On August 22, 1851, the U.S.-built schooner America bests a fleet of Britain's finest ships in a race around England's Isle of Wight. The ornate silver trophy won by the America was later donated to the New York Yacht Club on condition that it be forever placed in international competition. Today, the "America's Cup" is the world's oldest continually contested sporting trophy and represents the pinnacle of international sailing yacht competition.
The history of the yacht America began with five members of the New York Yacht Club, who decided to build a state-of-the-art schooner to compete against British ships in conjunction with England's Great Exposition of 1851. Designed by George Steers, the 100-foot, black-hulled America had a sharp bow, a V bottom, and tall masts, making it strikingly different from the traditional yachts of the day. In June 1851, the America set sail from its shipyard on New York City's East River, bound for England. Manned by Captain William H. Brown and a crew of 12, the America raced and overtook numerous ships during the Atlantic crossing.

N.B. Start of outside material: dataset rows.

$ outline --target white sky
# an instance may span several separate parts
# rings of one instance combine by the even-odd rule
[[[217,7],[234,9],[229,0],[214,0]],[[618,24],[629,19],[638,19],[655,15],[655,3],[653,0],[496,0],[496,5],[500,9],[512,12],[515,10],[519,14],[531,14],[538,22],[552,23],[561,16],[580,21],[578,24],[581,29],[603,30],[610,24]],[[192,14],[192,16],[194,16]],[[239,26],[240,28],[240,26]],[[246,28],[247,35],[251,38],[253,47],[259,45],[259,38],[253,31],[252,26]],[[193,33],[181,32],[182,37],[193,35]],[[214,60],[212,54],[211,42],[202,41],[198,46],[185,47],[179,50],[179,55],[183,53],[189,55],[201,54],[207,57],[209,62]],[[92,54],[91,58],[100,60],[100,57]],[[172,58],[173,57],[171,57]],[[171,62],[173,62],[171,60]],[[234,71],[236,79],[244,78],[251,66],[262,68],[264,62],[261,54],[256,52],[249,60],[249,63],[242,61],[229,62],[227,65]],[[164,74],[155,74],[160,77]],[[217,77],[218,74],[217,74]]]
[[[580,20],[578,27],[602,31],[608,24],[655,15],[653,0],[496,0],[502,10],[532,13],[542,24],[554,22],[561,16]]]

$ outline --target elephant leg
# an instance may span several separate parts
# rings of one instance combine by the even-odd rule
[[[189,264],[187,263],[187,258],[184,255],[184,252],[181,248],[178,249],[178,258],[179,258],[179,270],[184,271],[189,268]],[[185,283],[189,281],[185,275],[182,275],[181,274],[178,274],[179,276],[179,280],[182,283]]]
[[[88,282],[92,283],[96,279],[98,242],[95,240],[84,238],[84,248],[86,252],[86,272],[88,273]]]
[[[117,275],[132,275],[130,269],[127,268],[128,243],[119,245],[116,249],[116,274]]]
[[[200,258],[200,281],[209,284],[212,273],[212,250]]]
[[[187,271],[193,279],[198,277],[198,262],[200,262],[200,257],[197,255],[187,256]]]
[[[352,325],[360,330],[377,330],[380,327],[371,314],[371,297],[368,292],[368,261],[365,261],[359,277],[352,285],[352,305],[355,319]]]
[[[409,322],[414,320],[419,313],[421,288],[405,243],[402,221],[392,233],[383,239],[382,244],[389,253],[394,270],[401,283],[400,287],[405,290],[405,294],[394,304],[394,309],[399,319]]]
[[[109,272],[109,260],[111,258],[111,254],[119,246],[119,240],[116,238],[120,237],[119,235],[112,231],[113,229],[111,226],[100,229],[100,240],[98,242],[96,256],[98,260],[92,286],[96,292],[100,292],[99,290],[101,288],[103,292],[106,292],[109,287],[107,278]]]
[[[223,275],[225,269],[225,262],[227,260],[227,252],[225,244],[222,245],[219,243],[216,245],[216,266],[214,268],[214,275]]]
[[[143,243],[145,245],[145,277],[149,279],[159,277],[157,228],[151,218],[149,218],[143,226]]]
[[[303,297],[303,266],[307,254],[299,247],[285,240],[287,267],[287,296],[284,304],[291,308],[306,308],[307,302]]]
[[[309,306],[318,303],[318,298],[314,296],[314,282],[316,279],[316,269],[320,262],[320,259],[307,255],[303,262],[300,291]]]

After being outfitted and repainted in France, the America sailed to Cowes on the Isle of Wight to challenge the best British sailboats in their own waters. At Cowes, America welcomed all comers for a match race, but no English yacht accepted the challenge. Finally, on August 22, the America joined 14 British ships for a regatta around the Isle of Wight. The prize was the Hundred Guinea Cup, a 2-foot-high silver jug put up by the Royal Yacht Squadron.

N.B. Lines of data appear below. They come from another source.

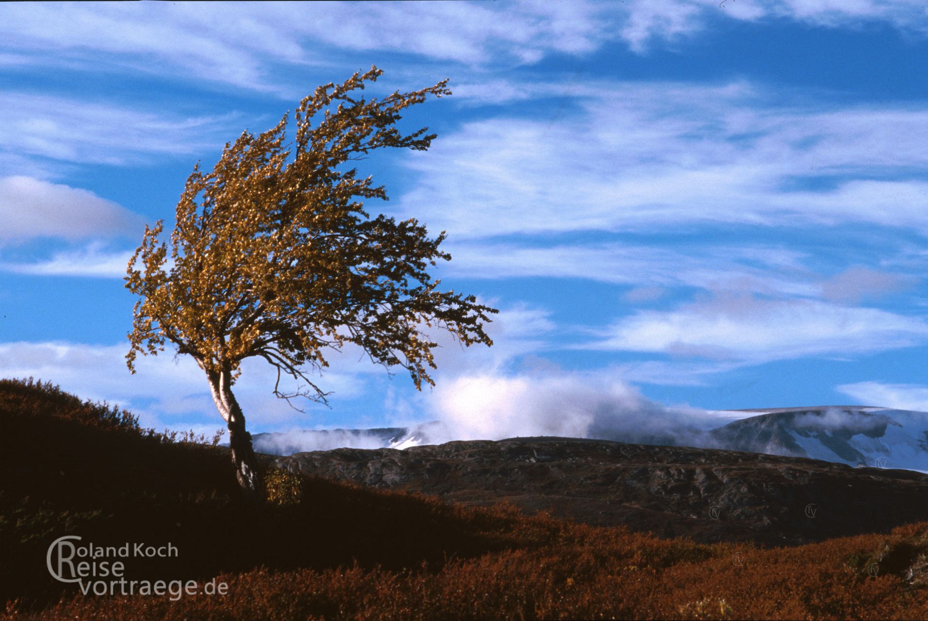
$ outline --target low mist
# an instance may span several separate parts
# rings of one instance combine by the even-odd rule
[[[255,448],[289,455],[543,435],[718,447],[706,432],[731,420],[703,409],[664,406],[601,372],[459,377],[439,382],[431,396],[427,415],[432,420],[426,423],[260,433]]]

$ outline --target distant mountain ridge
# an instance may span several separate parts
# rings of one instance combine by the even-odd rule
[[[708,431],[668,429],[654,436],[593,430],[591,439],[651,446],[689,446],[783,457],[805,457],[850,466],[928,472],[928,412],[876,406],[809,406],[727,412],[756,413]],[[416,427],[302,430],[256,433],[255,449],[272,455],[335,448],[408,448],[439,444],[439,422]]]
[[[750,411],[765,413],[714,429],[710,436],[729,450],[928,471],[928,412],[859,406]]]
[[[928,519],[926,474],[712,448],[521,437],[313,451],[276,464],[702,543],[797,545]]]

In the 53-mile race, the America trounced the competition, beating the cutter Aurora by 22 minutes and finishing nearly an hour ahead of the third boat, the schooner Bacchante. Queen Victoria watched the race from her royal yacht, and at one point asked, "What is second?" after seeing the America come over the horizon. Her attendant reportedly replied, "Your Majesty, there is no second."
A few weeks after its victory, the America was sold to an Irish lord for about $25,000, giving its owners a slim profit over what they paid for it. It later went through a series of other owners, one of whom changed the America's name to Camilla. As the CSS Memphis, it served briefly as a Confederate blockade runner during the Civil War. The Confederate navy sunk it in Florida to keep it from falling into Union hands, but it was found, raised, and rebuilt by the U.S. Navy, which renamed it the America and used it as a Union blockade ship.
Meanwhile, the first owners of the America deeded the Hundred Guinea Cup to the New York Yacht Club in 1857 to be put up as the prize in a perpetual international challenge competition. The first race for the trophy, renamed the America's Cup, was not held until August 1870, when the British ship Cambria competed against 14 American yachts in Lower New York Bay. The Cambria finished 10th. The schooner Magic won the race, and the America, refitted by the navy for the occasion, finished fourth. After service as a navy training ship, the America fell into disrepair under private owners. Today, it exists only in fragments.
From 1870 until the late 20th century, New York Yacht Club-sponsored U.S. yachts successfully defended the America's Cup 24 times in races generally spaced a few years apart. Since the 1920s, the America's Cup race has been between one defending vessel and one challenging vessel, both of which are determined by separate elimination trials. In 1983, the United States lost the trophy for the first time in 132 years when Australia II defeated Liberty off Newport, Rhode Island.